Fun fact: Old school admins used to write a large-ish (~5% hdd space) file of random data to the drive right after installing the server. If the hard drive ran full without anyone noticing, you could just delete the file to get some breathing room to deal with the issue. It’s a very crude alarm system, but one you WILL notice when it goes off even if you ignore all emails.

Victor@lemmy.world · edit-2 1 year ago

ran full without anyone noticing

alarm system, but one you WILL notice when it goes off even if you ignore all emails

I’m slightly confused. They will notice it, but somehow it still happened without anyone noticing? I feel like I lost something in that text. 😅 What makes that trick such a good alarm system?

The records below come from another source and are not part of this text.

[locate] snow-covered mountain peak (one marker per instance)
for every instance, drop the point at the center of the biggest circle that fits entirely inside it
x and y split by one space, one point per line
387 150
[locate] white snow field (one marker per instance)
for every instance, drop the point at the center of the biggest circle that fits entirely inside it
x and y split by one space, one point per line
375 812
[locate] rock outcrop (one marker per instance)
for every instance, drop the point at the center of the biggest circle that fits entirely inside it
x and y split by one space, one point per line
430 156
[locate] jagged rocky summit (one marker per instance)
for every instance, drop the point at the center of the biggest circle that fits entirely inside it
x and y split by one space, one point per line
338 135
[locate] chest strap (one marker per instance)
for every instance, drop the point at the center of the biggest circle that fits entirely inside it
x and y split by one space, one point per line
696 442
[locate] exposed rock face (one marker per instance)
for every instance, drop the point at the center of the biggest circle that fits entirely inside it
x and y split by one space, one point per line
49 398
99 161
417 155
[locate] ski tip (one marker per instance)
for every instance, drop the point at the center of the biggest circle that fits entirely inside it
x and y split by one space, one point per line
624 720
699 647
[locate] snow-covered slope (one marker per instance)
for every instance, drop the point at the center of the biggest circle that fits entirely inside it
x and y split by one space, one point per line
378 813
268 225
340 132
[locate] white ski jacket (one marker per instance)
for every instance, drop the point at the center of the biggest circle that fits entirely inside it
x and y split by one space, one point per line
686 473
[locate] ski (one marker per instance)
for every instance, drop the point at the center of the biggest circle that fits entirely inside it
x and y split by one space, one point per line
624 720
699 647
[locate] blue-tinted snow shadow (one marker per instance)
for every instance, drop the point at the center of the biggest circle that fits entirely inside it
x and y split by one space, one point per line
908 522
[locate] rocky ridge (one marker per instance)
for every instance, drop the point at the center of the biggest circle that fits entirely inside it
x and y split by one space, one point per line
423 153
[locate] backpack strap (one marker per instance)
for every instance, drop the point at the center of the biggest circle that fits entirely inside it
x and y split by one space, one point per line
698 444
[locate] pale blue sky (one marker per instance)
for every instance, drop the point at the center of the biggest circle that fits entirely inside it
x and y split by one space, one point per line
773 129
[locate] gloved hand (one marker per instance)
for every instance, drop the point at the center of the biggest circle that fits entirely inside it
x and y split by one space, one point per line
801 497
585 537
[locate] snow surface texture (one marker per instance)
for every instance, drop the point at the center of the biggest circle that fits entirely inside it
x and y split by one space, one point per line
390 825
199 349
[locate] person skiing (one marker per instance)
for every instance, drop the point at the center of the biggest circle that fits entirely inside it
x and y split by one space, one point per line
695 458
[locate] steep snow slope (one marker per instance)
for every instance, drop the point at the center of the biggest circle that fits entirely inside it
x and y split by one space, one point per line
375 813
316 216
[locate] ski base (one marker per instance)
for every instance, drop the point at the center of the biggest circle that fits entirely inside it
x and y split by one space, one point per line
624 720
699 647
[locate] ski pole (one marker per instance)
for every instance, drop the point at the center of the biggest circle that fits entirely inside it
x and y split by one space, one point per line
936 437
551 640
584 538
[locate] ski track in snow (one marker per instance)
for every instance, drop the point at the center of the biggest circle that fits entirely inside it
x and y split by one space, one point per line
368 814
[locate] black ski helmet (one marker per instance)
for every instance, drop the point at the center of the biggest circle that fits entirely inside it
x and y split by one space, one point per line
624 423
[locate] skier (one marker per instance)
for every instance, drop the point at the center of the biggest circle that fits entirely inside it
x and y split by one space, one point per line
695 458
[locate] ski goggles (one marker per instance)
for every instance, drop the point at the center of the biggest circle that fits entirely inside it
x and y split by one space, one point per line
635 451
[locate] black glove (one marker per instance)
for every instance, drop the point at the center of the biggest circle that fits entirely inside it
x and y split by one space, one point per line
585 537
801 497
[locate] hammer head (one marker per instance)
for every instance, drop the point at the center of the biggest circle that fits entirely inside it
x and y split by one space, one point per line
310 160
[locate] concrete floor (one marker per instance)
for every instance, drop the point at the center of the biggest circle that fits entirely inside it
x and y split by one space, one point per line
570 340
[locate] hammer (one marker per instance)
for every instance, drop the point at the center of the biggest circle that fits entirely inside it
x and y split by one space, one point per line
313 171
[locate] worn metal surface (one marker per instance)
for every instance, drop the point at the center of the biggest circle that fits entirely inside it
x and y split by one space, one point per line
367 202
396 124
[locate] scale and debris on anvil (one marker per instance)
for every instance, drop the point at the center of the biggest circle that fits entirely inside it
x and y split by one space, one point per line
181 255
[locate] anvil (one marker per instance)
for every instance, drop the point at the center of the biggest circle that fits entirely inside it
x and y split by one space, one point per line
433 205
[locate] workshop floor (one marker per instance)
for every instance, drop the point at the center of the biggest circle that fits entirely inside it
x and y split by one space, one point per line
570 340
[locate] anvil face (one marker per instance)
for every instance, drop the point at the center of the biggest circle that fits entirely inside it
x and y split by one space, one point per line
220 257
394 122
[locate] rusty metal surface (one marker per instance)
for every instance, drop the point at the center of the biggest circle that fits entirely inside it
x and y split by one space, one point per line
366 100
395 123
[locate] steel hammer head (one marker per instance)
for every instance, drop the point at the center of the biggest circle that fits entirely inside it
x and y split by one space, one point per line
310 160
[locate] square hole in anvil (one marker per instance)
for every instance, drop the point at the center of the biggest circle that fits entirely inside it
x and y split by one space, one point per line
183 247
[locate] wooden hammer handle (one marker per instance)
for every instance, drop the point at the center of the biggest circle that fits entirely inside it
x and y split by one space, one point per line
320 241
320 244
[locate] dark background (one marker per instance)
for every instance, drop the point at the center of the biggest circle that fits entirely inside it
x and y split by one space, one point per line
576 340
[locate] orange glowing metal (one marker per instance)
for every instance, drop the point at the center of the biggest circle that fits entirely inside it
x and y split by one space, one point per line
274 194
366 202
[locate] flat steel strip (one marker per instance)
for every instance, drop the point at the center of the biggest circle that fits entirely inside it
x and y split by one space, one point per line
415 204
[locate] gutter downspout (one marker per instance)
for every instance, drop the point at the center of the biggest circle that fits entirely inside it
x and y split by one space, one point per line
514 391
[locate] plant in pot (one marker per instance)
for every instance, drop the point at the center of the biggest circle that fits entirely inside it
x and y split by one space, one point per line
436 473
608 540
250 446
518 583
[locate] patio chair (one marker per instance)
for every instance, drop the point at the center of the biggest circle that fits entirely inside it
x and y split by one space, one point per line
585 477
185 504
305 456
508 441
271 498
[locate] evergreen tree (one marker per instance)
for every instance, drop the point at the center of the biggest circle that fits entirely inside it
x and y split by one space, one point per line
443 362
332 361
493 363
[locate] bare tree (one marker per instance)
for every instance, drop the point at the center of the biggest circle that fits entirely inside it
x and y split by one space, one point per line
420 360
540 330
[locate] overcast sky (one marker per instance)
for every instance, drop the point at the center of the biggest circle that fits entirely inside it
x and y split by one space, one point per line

KISSmyOSFeddit@lemmy.world · edit-2 1 year ago

The server’s hard drive filled up completely from image uploads, which in turn corrupted the database.
By the time the admin noticed it and had time to troubleshoot, the automated backup process had replicated the corrupted database, overwriting all backups that had a still-functioning database.
There was some personal event in the admin’s life as well as a long planned vacation at that time.

The lesson to be learned here is that a private server administrated by a single person in their spare time isn’t something you can rely on.
The Feddit community is currently trying to found an organisation that can share the administrative load and is able to receive donations.

Victor@lemmy.world · 1 year ago

hard drive filled up completely from image uploads, which in turn corrupted the database

This is so baffling to me. How does this happen? There needs to be checks in place so that this can’t happen ffs lol. No space left on the device to complete the write? Abort. Or like, starting to run out of space => stop accepting new content until fixed, to protect the integrity of the data. Something.

Anyway, I hope they manage to find a solution to sharing the load of work! 🙏😌

KISSmyOSFeddit@lemmy.world · 1 year ago

You can set up safeguards against this. You can also make sure some of your backups are never overwritten. But you have to do it in advance.